Although it has been 35 years since Ron Quinton won the Cox Plate on Kingston Town, he still vividly remembers every stride.
Quinton, now a trainer, rode the legendary horse in the second of his three consecutive Cox Plate wins.
While the race shines brightly in his mind, so does Quinton’s horror after drawing the inside.
“I was terrified of drawing the one alley because they pack up and get around you and start taking off,” Quinton told AAP.
After relaying his concerns to master trainer Tommy Smith, Quinton got a simple response.
“He said to me ‘when you get to the 800 metres, just pull out and go’,” Quinton said.
“I thought there’s not much good of me going any further with this conversation because sometimes it’s just not that easy to do that.”
As it worked out, Quinton was able to get off the fence at the 1000m mark, but clear running was not established as he tracked up behind four horses.
“I wasn’t going that good either, but once I sort of got inside the Caulfield Cup winner (Silver Bounty) and pushed him out a little bit around the turn, he straightened his head up,” Quinton said.
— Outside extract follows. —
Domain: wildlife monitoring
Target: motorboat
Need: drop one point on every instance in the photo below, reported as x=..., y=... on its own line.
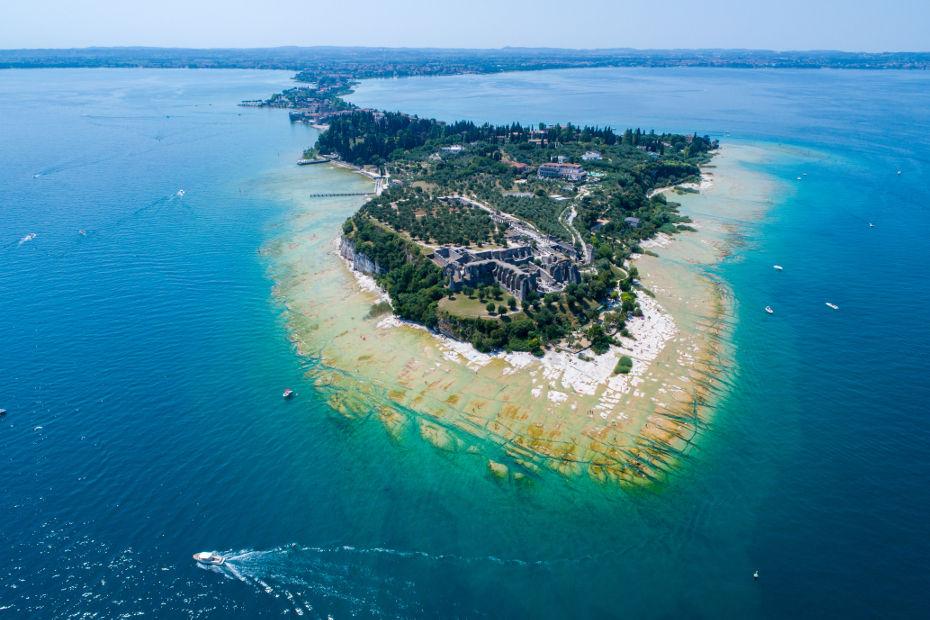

“He just took off the big old bugger.”
About halfway up the short Moonee Valley straight, Quinton knew the race was his.
“Roy Higgins rode the second horse Lawman and pulling up he said to me ‘when I went up around them all I thought you had no chance’.
“And that’s what a great horse he was.”
In this year’s race, Quinton has Winx’s versatility giving jockey Hugh Bowman the edge over the John O’Shea-trained Hartnell.
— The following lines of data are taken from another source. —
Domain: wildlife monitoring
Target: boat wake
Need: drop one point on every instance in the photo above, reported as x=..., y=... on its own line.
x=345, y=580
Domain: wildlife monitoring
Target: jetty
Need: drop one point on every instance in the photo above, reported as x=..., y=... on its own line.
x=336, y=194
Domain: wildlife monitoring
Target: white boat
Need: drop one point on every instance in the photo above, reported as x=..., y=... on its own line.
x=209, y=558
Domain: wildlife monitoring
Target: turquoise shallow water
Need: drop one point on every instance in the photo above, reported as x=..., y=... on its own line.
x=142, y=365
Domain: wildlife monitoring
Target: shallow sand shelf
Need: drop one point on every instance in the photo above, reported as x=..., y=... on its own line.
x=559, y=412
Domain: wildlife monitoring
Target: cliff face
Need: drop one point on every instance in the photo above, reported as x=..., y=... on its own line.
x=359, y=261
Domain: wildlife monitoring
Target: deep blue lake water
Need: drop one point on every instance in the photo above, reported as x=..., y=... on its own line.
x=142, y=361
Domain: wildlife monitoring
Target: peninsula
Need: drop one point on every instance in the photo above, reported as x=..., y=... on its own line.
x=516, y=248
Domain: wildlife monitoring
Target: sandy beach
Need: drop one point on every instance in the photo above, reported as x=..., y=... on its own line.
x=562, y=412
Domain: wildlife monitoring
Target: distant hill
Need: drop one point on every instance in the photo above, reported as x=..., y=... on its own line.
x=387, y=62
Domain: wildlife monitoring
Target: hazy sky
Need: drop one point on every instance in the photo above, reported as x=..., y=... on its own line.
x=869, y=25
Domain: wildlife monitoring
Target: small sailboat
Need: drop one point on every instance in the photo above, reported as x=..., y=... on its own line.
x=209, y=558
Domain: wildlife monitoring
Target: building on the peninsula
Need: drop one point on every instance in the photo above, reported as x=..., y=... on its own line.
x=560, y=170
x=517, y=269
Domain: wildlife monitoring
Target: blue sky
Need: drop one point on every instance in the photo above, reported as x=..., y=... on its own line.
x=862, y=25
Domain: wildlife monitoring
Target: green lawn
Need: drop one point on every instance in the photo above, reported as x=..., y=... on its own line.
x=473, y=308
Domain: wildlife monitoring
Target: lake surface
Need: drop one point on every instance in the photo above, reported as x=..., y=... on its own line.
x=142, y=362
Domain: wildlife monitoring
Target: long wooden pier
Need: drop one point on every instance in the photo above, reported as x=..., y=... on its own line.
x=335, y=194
“I’d have to put her slightly ahead,” Quinton said.
“I love Hartnell and John’s got him flying this time.
“But I just think that Hughie might have a few more strings in his bow with her.
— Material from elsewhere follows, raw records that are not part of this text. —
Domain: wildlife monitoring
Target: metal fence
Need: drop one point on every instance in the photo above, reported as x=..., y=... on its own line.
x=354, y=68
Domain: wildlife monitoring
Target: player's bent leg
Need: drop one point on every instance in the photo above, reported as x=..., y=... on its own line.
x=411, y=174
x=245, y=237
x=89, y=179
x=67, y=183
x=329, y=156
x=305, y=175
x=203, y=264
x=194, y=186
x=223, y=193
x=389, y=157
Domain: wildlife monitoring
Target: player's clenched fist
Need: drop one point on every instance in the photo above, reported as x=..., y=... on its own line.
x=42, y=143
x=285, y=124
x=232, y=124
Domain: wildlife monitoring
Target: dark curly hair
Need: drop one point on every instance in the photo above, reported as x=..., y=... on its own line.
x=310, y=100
“I don’t think it will matter how the race is run for her but it may have some bearing on him.”
Navigating the Valley won’t be an easy task for the riders, Quinton said.
“It’s a bugger of a track to ride I reckon. You need plenty of luck and you need it at the right time,” he said.
But the most important ingredient to winning a Cox Plate is simple.
“It does help if you’re on a bloody good horse.”